米最高裁判所が5月1日に下した投票権法(Voting Rights Act)に関する新たな判決は、米国における人種差別の実態を覆い隠す「嘘」を暴くものだ。同判決により、アラバマ州やルイジアナ州をはじめとする州で、黒人議員の議席削減を目的とした選挙区改定が加速している。
この問題について、公民権運動の理論的支柱の一人であるキンバリー・クレンサウ氏(UCLA・コロンビア大学法学教授)が、米誌「ニュー・リパブリック」の番組「Right Now With Perry Bacon」に出演し、その深刻な影響を語った。
投票権法の「至宝」が骨抜きにされる現実
クレンサウ氏は、投票権法が「公民権運動の至宝」と呼ばれる理由を説明する。同法は、結果に焦点を当てた数少ない法律の一つであり、歴史的に投票権を奪われてきたアフリカ系アメリカ人の代表性を確保するための「結果重視型」のアプローチを採用していた。
「投票権法は、住宅政策における差別と同様の構造的な問題に対処してきました」と語るクレンサウ氏。例えば、住宅ローンの差別的な融資やレッドライニング(特定地域への融資拒否)など、結果として人種隔離を生み出す政策は、差別の構造的な証拠と見なされてきた。投票権法も同様に、差別的な選挙制度が結果として黒人の政治的代表性を奪う構造を是正する役割を果たしてきた。
「私たちは今、投票権法がどれほど重要だったかを忘れかけています。黒人議員の存在が当たり前になっている今、その背後にある膨大な闘いと制度の重要性が見えにくくなっています」とクレンサウ氏は指摘する。
最高裁の「意図的な破壊」が続く
しかし、最高裁はここ20年にわたり、投票権法をはじめとする公民権関連の法律を「意図的に破壊」してきた。特に2013年の「シェルビー郡対ホルダー事件」判決以降、同法の執行力は大幅に弱体化。今回の判決は、その流れをさらに加速させるものだ。

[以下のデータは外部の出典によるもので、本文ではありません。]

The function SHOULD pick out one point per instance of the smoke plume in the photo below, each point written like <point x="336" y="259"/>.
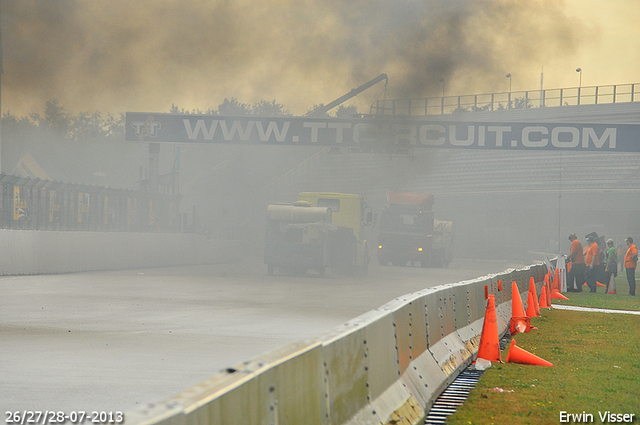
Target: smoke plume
<point x="121" y="56"/>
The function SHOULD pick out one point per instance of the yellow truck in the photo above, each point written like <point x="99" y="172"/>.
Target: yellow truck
<point x="348" y="246"/>
<point x="297" y="238"/>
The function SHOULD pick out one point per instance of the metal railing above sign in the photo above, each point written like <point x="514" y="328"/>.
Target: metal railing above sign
<point x="377" y="133"/>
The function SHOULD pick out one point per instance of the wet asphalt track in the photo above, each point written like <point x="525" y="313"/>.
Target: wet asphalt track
<point x="117" y="340"/>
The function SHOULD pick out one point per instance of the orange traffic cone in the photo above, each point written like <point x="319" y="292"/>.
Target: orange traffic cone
<point x="543" y="298"/>
<point x="520" y="325"/>
<point x="518" y="355"/>
<point x="534" y="293"/>
<point x="489" y="339"/>
<point x="517" y="309"/>
<point x="531" y="309"/>
<point x="556" y="281"/>
<point x="612" y="285"/>
<point x="558" y="296"/>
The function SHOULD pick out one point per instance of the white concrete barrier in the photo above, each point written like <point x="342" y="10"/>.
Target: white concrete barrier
<point x="387" y="364"/>
<point x="34" y="252"/>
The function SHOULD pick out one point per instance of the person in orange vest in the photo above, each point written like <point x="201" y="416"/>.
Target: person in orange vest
<point x="575" y="277"/>
<point x="592" y="261"/>
<point x="630" y="264"/>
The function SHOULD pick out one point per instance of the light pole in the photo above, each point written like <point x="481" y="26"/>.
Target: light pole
<point x="442" y="100"/>
<point x="579" y="71"/>
<point x="509" y="77"/>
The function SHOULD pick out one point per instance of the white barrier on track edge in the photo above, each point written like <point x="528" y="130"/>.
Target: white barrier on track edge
<point x="387" y="364"/>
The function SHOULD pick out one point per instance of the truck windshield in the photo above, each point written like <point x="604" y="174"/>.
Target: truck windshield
<point x="397" y="222"/>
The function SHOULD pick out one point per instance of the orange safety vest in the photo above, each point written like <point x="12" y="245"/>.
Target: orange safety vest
<point x="577" y="257"/>
<point x="592" y="255"/>
<point x="628" y="262"/>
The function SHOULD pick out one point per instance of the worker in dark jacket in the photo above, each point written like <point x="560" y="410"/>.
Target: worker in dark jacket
<point x="575" y="277"/>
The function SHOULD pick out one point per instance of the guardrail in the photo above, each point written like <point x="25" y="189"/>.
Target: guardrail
<point x="35" y="204"/>
<point x="590" y="95"/>
<point x="387" y="364"/>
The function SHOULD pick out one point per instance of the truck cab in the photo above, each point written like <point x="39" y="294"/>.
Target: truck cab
<point x="297" y="238"/>
<point x="408" y="232"/>
<point x="348" y="247"/>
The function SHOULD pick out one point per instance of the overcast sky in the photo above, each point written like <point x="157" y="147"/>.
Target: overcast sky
<point x="117" y="56"/>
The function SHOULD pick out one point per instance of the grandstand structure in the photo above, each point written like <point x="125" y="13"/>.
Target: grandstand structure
<point x="502" y="202"/>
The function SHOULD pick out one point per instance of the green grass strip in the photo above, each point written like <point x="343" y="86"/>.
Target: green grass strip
<point x="596" y="358"/>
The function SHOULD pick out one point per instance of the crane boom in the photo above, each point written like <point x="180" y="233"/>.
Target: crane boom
<point x="323" y="109"/>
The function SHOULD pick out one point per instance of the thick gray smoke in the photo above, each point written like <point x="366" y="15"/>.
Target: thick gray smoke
<point x="120" y="55"/>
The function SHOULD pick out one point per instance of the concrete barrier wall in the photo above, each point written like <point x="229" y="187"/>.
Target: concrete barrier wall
<point x="34" y="252"/>
<point x="386" y="366"/>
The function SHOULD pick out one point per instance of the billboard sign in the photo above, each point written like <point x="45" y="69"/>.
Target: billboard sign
<point x="392" y="131"/>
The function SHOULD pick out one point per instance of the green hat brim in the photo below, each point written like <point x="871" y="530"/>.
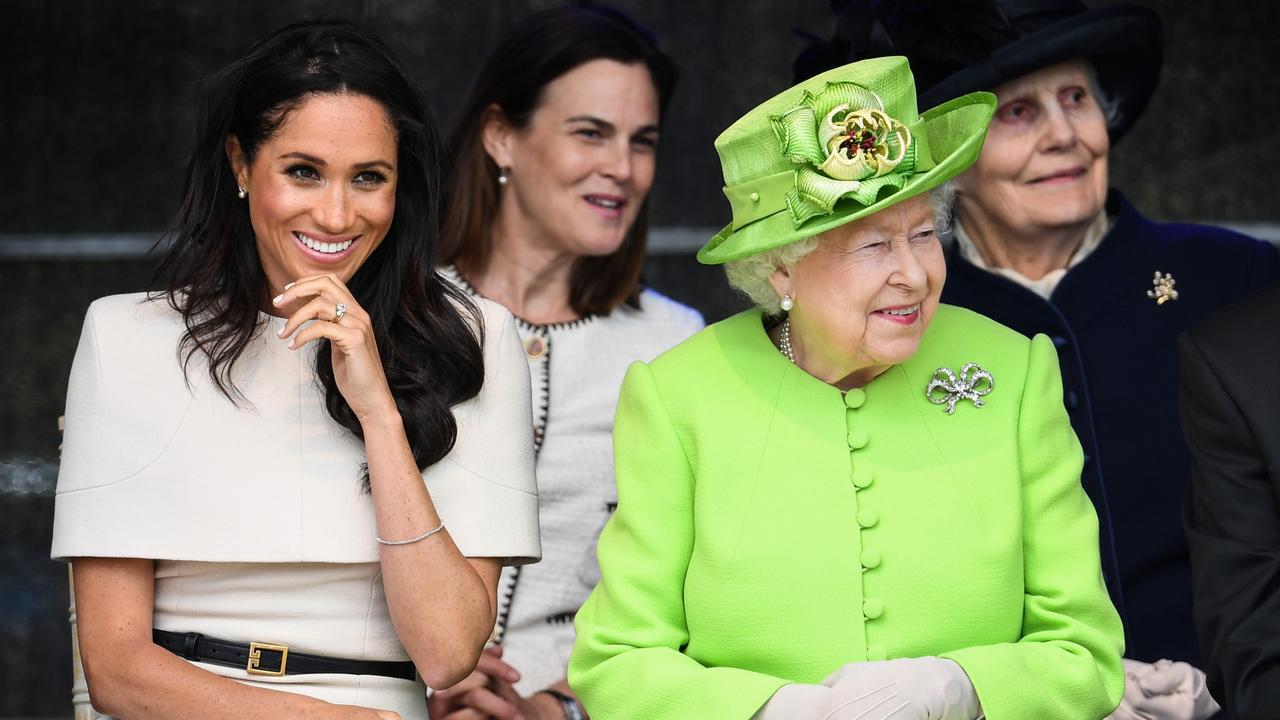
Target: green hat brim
<point x="955" y="133"/>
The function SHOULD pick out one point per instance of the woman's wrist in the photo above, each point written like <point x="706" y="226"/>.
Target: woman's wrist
<point x="561" y="705"/>
<point x="383" y="419"/>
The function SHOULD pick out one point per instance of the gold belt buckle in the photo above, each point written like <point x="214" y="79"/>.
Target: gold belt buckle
<point x="255" y="659"/>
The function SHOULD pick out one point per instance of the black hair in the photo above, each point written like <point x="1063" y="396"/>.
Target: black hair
<point x="540" y="49"/>
<point x="428" y="332"/>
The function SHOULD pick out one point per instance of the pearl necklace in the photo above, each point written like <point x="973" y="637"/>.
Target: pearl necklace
<point x="785" y="341"/>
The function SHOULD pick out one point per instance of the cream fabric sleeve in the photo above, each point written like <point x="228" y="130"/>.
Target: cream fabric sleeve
<point x="484" y="488"/>
<point x="149" y="449"/>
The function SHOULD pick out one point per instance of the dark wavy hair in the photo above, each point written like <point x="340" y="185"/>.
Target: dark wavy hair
<point x="428" y="332"/>
<point x="536" y="51"/>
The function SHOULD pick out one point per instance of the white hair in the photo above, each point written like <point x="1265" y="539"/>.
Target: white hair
<point x="1106" y="103"/>
<point x="750" y="276"/>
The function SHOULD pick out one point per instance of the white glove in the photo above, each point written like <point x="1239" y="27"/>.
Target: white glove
<point x="932" y="688"/>
<point x="819" y="702"/>
<point x="1165" y="691"/>
<point x="910" y="688"/>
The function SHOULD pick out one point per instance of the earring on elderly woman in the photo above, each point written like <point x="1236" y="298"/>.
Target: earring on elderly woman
<point x="785" y="341"/>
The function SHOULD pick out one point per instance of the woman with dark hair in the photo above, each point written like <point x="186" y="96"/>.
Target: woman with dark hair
<point x="554" y="155"/>
<point x="289" y="482"/>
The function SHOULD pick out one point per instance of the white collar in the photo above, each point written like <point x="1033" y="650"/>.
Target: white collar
<point x="1045" y="286"/>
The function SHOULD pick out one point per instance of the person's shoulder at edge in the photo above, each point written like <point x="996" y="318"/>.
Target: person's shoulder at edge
<point x="1187" y="233"/>
<point x="1238" y="322"/>
<point x="133" y="323"/>
<point x="136" y="306"/>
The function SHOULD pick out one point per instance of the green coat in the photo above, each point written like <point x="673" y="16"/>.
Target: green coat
<point x="767" y="534"/>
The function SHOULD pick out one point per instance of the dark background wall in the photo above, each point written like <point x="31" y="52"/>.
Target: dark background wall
<point x="95" y="119"/>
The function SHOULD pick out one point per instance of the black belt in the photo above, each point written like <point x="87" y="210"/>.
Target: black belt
<point x="269" y="659"/>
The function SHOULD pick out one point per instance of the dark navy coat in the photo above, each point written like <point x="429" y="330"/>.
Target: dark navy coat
<point x="1119" y="359"/>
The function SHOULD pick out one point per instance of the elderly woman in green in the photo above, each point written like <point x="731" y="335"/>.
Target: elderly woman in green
<point x="851" y="501"/>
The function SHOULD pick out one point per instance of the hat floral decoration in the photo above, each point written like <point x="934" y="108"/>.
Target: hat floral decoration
<point x="854" y="151"/>
<point x="836" y="147"/>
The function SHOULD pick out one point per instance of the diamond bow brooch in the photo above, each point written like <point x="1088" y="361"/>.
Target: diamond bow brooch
<point x="946" y="388"/>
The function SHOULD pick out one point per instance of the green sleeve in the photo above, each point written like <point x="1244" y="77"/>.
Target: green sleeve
<point x="627" y="660"/>
<point x="1068" y="661"/>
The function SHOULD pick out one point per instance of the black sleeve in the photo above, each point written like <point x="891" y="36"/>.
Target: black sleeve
<point x="1233" y="532"/>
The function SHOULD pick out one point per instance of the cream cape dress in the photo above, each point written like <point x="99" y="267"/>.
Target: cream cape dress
<point x="255" y="514"/>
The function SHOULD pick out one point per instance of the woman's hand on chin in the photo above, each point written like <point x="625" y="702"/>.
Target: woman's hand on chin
<point x="357" y="367"/>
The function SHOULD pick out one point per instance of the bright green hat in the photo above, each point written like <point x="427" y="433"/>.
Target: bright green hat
<point x="837" y="147"/>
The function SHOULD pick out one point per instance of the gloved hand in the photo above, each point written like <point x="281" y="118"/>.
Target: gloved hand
<point x="909" y="688"/>
<point x="932" y="687"/>
<point x="1165" y="691"/>
<point x="819" y="702"/>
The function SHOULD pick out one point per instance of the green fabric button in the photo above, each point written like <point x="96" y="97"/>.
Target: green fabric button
<point x="858" y="438"/>
<point x="867" y="518"/>
<point x="873" y="607"/>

クレンサウ氏は、「最高裁の判決は残念ながら予想通りでした。同法が骨抜きにされる過程を20年以上にわたり見てきました」と述べ、同法の歴史的意義と現在の危機的状況を強調した。
州レベルで進む「選挙区改定」の実態
判決を受け、アラバマ州やルイジアナ州などの州議会では、黒人議員の議席削減を目指した選挙区改定が検討されている。これは、投票権法の執行力低下がもたらす「直接的な結果」の一つだ。
「州レベルで、黒人の政治的発言力を奪う動きが加速しています。これは、公民権運動の成果を逆行させる行為であり、米国の民主主義の根幹を揺るがすものです」とクレンサウ氏は警鐘を鳴らす。
構造的差別の「見えない」実態
クレンサウ氏は、構造的差別の問題が「見えにくくなっている」現状を指摘する。例えば、選挙区の「ジェリーメンディング(不当な選挙区割り)」は、一見中立な政策に見えるが、結果として特定の人種の政治的影響力を奪う構造的な差別の一形態だ。
「私たちは、差別が明確な暴力や差別的発言だけでなく、制度や政策によっても引き起こされることを理解する必要があります。投票権法の制限は、まさにその典型例です」と語る。
「投票権法は、米国の民主主義を支える基盤の一つでした。その基盤が崩れつつある今、私たちはその危機を直視し、声を上げ続ける必要があります。」
— キンバリー・クレンサウ氏
同番組では、クレンサウ氏の新著に関する話題や、彼女の公民権運動への貢献についても触れられたが、今回の判決を巡る議論が中心となった。今後、州レベルでの選挙区改定が進む中、米国の民主主義の未来に対する懸念が高まっている。